Submitted to: Journal of Dairy Science
Publication Type: Peer Reviewed Journal
Publication Acceptance Date: 4/9/1997
Publication Date: N/A
Citation: N/A Interpretive Summary: All dairy breed associations and many artificial-insemination organizations in the United States have implemented linear type (conformation) trait programs. The American Jersey Cattle Association (AJCA) currently scores 15 type traits and assigns a final score. Genetic evaluations for linear type traits and for final score of Jerseys currently use a single-trait sire model, but use of a multitrait animal model would improve accuracy of evaluations. In this study, a multitrait animal model was used to predict genetic merit and the accuracy of the prediction for final score and 15 linear type traits of U.S. Jersey cows. Inbreeding was considered in the computations. Genetic trend was strongly positive for dairy form, final score, and rear udder traits (height and width) and negative for udder depth. For other traits, genetic trend was small. The evaluation methodology developed will improve accuracy of genetic evaluations for type traits of U.S. Jerseys and will allow dairy cattle breeders to make greater genetic progress for conformation traits.
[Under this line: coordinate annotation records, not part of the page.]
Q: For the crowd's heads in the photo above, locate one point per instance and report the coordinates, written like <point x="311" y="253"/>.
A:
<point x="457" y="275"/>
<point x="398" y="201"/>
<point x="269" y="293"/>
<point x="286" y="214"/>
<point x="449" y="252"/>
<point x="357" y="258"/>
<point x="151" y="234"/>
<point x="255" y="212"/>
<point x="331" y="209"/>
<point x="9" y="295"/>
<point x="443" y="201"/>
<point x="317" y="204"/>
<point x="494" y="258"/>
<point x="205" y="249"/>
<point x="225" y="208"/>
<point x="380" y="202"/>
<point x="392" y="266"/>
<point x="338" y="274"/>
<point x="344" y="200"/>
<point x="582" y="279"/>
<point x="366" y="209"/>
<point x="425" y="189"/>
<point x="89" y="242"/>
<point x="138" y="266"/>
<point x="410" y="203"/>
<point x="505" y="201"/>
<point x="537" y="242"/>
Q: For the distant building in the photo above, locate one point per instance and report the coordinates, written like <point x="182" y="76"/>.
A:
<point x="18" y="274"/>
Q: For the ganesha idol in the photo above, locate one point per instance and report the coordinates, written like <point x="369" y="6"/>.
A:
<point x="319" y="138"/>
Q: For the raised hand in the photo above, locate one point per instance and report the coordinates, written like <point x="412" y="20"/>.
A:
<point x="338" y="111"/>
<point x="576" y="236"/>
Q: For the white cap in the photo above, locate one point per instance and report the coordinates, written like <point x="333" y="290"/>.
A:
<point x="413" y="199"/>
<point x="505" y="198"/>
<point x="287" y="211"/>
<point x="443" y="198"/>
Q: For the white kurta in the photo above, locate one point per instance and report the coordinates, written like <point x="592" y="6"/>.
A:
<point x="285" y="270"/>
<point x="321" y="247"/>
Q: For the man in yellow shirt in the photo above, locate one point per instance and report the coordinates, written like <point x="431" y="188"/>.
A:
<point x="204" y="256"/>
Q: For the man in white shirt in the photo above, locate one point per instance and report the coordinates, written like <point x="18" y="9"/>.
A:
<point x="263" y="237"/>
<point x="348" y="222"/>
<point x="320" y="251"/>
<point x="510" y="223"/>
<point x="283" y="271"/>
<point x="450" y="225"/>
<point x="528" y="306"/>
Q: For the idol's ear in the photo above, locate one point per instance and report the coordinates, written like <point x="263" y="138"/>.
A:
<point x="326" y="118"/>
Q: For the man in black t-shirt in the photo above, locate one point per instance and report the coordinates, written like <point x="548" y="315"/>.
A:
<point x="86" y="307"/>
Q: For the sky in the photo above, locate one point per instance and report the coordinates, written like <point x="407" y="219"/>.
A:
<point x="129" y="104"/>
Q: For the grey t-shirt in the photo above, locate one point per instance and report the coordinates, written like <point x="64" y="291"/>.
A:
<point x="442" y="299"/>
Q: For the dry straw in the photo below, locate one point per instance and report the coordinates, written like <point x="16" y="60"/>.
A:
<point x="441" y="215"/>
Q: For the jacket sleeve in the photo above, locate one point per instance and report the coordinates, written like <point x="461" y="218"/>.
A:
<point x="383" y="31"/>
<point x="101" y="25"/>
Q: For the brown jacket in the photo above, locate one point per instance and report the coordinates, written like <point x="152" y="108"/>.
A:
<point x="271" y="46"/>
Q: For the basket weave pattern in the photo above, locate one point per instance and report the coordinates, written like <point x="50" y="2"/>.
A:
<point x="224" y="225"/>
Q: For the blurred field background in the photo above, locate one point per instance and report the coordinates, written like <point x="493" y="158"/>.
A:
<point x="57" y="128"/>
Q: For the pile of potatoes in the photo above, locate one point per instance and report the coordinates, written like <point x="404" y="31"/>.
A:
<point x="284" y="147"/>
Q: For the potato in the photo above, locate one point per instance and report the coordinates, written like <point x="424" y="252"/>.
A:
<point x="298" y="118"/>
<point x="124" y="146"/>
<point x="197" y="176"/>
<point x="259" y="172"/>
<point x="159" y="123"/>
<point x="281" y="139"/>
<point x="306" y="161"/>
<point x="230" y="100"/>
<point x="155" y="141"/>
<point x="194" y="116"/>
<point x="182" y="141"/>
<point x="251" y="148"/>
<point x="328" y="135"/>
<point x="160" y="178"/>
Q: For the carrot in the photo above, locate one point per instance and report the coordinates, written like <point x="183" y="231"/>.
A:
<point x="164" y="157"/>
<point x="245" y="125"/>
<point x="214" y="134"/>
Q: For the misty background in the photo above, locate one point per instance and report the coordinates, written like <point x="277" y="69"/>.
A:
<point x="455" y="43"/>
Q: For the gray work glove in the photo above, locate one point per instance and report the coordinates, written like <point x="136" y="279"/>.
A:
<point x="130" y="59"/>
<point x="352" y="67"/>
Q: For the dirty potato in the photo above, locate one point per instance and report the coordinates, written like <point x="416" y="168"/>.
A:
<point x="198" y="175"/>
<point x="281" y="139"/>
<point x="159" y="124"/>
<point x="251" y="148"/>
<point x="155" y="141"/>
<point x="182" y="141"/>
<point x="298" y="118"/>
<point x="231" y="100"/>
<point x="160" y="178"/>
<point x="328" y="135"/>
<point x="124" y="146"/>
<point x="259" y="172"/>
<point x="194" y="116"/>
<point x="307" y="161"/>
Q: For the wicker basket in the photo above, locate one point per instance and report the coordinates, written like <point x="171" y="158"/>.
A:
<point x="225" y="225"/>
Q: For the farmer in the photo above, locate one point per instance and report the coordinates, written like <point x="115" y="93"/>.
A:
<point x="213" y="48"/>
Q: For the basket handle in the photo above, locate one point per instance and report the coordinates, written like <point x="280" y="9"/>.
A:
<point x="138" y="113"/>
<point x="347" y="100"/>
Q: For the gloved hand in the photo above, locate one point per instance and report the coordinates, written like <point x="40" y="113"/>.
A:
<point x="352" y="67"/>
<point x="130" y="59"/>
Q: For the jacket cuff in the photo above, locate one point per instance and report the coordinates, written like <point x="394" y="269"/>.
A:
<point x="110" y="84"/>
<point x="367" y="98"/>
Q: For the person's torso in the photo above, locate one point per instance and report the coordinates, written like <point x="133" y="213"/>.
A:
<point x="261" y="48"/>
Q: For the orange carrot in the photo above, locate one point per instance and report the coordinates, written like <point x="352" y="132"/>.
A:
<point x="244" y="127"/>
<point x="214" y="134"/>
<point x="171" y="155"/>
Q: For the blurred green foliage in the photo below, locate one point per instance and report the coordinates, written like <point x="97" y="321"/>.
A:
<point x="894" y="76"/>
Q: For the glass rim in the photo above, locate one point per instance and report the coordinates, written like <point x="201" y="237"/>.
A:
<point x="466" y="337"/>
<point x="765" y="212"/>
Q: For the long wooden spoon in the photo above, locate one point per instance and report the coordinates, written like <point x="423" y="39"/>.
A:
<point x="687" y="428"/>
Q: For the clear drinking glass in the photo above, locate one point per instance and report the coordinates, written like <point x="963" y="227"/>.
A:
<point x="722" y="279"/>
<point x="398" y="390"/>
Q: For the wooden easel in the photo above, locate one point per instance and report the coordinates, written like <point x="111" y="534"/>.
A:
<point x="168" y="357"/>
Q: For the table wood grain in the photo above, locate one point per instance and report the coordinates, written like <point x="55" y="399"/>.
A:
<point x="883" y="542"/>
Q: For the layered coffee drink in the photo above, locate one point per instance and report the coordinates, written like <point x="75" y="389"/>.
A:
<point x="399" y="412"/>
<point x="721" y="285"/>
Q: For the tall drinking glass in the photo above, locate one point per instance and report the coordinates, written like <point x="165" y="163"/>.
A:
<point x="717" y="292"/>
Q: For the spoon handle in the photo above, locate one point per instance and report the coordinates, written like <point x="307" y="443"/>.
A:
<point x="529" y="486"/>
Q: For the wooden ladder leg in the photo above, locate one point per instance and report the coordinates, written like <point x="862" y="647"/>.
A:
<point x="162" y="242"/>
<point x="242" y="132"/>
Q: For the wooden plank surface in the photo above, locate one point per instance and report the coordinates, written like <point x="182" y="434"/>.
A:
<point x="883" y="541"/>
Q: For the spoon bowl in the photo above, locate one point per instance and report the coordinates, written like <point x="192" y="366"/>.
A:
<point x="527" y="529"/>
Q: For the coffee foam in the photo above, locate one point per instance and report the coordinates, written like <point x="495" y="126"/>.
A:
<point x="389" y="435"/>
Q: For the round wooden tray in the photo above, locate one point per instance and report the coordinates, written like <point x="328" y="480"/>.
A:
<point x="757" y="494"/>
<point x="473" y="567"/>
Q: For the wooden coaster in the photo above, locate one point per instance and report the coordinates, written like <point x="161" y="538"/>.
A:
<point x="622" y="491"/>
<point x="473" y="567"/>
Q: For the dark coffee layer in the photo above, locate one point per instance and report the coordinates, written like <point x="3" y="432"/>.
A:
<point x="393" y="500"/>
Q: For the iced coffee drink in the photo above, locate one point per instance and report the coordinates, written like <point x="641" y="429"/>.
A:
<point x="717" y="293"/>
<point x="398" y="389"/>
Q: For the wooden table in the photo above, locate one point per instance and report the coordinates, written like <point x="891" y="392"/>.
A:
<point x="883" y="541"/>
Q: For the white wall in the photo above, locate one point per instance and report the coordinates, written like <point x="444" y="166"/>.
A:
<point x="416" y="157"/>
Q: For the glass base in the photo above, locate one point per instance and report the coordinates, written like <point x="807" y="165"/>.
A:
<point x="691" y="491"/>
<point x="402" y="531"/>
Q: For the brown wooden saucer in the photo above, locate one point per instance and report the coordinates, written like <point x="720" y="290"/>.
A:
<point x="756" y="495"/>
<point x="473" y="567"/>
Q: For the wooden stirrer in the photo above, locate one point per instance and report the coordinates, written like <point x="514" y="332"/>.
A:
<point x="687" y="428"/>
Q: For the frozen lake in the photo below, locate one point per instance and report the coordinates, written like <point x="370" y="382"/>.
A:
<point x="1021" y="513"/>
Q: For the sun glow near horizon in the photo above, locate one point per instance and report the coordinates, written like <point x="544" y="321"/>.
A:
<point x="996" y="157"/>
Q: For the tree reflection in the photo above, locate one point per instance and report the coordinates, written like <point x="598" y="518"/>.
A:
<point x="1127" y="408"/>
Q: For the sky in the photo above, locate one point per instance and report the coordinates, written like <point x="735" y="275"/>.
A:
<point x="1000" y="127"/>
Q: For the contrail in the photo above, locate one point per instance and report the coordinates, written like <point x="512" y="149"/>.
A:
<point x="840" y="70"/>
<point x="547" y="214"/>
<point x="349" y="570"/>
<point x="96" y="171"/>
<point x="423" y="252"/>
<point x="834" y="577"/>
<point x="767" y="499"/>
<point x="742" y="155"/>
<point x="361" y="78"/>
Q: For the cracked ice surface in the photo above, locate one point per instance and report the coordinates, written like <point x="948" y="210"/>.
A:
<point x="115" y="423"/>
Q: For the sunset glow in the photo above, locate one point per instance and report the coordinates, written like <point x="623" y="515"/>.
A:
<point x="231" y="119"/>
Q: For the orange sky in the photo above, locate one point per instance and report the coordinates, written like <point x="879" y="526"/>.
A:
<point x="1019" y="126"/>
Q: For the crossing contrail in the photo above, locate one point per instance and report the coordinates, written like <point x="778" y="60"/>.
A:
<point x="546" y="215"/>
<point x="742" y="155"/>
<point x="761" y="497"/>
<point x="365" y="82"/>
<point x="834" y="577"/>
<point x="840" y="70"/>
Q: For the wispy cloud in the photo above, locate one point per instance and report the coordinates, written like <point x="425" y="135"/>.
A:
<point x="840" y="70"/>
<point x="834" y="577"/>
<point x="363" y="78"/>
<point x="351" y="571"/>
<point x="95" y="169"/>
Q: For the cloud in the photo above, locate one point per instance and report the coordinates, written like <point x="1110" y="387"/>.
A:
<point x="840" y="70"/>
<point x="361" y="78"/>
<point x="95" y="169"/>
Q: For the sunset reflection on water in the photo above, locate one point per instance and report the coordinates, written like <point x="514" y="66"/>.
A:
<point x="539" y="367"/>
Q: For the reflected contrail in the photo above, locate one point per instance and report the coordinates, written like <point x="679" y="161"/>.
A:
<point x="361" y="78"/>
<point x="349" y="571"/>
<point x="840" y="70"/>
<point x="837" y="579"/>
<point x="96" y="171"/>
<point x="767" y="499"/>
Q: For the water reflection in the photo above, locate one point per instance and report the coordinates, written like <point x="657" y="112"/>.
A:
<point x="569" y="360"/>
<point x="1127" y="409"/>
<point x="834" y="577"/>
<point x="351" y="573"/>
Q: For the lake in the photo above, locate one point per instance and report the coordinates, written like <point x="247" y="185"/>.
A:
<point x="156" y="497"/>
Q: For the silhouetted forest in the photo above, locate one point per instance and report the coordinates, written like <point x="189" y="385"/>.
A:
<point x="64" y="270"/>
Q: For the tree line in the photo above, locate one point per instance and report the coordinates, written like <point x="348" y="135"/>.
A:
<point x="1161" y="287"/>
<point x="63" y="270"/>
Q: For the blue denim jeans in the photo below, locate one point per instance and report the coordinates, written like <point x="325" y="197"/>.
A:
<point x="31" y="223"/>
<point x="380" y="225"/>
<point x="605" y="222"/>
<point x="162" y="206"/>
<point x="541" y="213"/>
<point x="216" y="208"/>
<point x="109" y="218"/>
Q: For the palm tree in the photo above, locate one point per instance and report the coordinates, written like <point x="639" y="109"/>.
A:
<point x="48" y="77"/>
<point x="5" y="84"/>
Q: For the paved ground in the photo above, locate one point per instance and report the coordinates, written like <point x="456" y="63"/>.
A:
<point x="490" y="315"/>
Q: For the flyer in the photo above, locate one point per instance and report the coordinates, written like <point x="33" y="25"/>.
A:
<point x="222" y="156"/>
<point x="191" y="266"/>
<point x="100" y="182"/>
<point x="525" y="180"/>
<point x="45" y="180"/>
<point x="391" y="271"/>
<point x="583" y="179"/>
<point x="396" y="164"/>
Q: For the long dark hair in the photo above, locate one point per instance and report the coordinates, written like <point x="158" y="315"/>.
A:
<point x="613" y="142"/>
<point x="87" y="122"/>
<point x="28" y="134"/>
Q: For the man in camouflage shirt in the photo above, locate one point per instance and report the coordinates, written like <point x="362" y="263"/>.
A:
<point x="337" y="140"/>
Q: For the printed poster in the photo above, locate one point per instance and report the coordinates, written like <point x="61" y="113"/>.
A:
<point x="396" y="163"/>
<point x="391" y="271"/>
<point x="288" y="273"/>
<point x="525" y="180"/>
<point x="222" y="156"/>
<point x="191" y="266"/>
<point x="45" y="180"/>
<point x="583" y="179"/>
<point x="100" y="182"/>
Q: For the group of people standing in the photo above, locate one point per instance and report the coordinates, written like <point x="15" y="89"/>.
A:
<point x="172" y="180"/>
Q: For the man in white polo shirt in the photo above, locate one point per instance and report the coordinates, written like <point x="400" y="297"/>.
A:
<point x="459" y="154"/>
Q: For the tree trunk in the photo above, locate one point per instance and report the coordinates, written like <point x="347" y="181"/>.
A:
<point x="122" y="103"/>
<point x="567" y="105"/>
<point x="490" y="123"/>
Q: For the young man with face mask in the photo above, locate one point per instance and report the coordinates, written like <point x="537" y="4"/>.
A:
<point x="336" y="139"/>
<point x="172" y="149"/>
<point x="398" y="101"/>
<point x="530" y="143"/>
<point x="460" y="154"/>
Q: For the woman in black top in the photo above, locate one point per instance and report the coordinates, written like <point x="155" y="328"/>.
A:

Technical Abstract: A multitrait animal model was used to calculate predicted transmitting abilities (PTA's) and reliabilities for final score and 15 linear type traits of 225,632 U.S. Jersey cows. Records were adjusted for age and stage of lactation before analysis. The model contained effects for interactions of herd and date scored; year scored, parity, and age; and herd and sire as well as effects of permanent environment and additive genetics. Of the 381,511 records included, some observations were missing for final score (8%), body depth (43%), and teat length (33%). Solutions were obtained with canonical transformation adapted to include several random effects and estimation of missing values with each iteration. Inbreeding was considered in the computations. Convergence was achieved in approximately 50 rounds of iteration. Correlations between animal and sire model PTA's ranged from 0.56 to 0.95 and generally were higher for bulls than for cows and for more recent birth years. Genetic trend was strongly positive for dairy form, final score, and rear udder traits (height and width) and negative for udder depth. For other traits, genetic trend was small. This methodology should improve accuracy of genetic evaluations for type traits of U.S. Jerseys.